By Craig Chapin. First published in June 1988.

When I traveled to Tokyo, I generally took the Seibu-Ikebukuro line to Ikebukuro Station. Much of the platform is covered, but one end of a longer train will stick out into the sunlight. Until the day recounted in the comic strip, I had always ridden in a car close to the front of the train. On this particular day I sat in a rear car, so I didn’t recognize Ikebukuro Station when we arrived.

People got off; people got on. I could not see a sign to identify the station from where I sat, but I knew it didn’t look like Ikebukuro. The train sat and sat, and I began to wonder if I had boarded a train that had veered off onto some other railway spur.

So in my best Japanese I asked a man seated nearby, “Does this train go to Ikebukuro?” He seemed embarrassed to be speaking with a foreigner, but after a moment replied in English, “Yes.” He sat back, looking relieved to have gotten this conversation out of the way.

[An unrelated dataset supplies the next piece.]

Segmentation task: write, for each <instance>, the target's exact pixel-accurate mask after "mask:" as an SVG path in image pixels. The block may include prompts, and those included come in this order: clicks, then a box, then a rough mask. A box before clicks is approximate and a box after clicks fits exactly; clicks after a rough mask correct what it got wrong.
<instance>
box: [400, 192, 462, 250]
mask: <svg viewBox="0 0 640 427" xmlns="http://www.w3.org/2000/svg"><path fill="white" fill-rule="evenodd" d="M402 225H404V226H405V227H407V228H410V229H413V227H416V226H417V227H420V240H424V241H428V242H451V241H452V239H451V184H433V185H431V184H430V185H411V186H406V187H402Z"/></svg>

(Many Japanese have a great anxiety about speaking in English. They have all studied it in school, but very few can use it productively. Many feel they should speak English with foreigners—even foreigners who don’t speak English and even foreigners who can speak Japanese. I suspect this anxiety prevented the gentleman seated near me from giving me a fuller explanation.)

As shown in the strip, the train pulled out of Ikebukuro Station, headed in the opposite direction. When I anxiously asked what was going on, the gentleman replied, “That was Ikebukuro Station.”

It was, of course, still an express train.